Poco a poco, la capacidad económica de las nuevas olas de mujeres, ancianos y niños que salen de Ucrania pidiendo asilo se ha reducido. Sin dinero para poder emprender viaje hacia el otro confín de Europa, es más fácil que se conviertan en pasto de las mafias. Porque, no nos engañemos, por cada abnegado voluntario que se lanza con su furgoneta a llevar comida y traer personas, se multiplican en la frontera ucraniana los buitres de siempre, dispuestos a traficar con la esperanza, sometiendo a la prostitución a las mujeres que captan, traficando con niños o con órganos, organizando la venta clandestina de alimentos, medicinas o armas. Tampoco buena parte de las ONG ofrecen garantía de trabajar en pro de quien más lo necesita, sobre todo si se han creado ad hoc para la ocasión o incluso recordando las ocasiones en las que algunas se han visto envueltas en escándalos de corrupción o abuso.

Más allá de rezar (para el no creyente, desear), ¿qué podemos hacer? Probablemente los canales de solidaridad más próximos sean los más seguros. La parroquia o el ayuntamiento ya son en sí mismas instancias pensadas para la procura de las personas desde la proximidad. Algunos conventos están siendo abandonados por los monjes para dejar el espacio a los que llegan, y en ciertos municipios, sobre todo en los más pequeños y manejables, es mayor la rapidez para pedir la ayuda de la población en la provisión de espacios, de alimentación, de ropa y de abrazos.

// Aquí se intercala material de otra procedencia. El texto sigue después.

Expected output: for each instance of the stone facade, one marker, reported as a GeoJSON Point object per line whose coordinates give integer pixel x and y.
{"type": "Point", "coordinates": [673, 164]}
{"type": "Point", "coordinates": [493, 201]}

Los que aún están por llegar serán no solo huidos, sino también pobres, sin lazos familiares o de amistad en los puertos de llegada. Se parecerán cada vez más a los inmigrantes a quienes en general no hemos tratado igual a estos por los que ahora en cada esquina hay una propuesta de solución al amparo de la bandera de Ucrania. La pregunta, sin duda, es si al final se entenderán aquellos, como estos, en clave de problema, o seremos capaces de encontrar en cada recién llegado el ser humano que es y el trato que como tal merece. No será fácil, no solo porque los recursos son limitados; también porque ser inmigrantes o refugiados no asegura la bondad de sus conductas. Como tampoco el autóctono tiene a ese respecto patente alguna. Pidamos, pues, para que, si vuelve a aparecer el reptil agazapado en nuestro cerebro, lo temple nuestro sentido de civilización.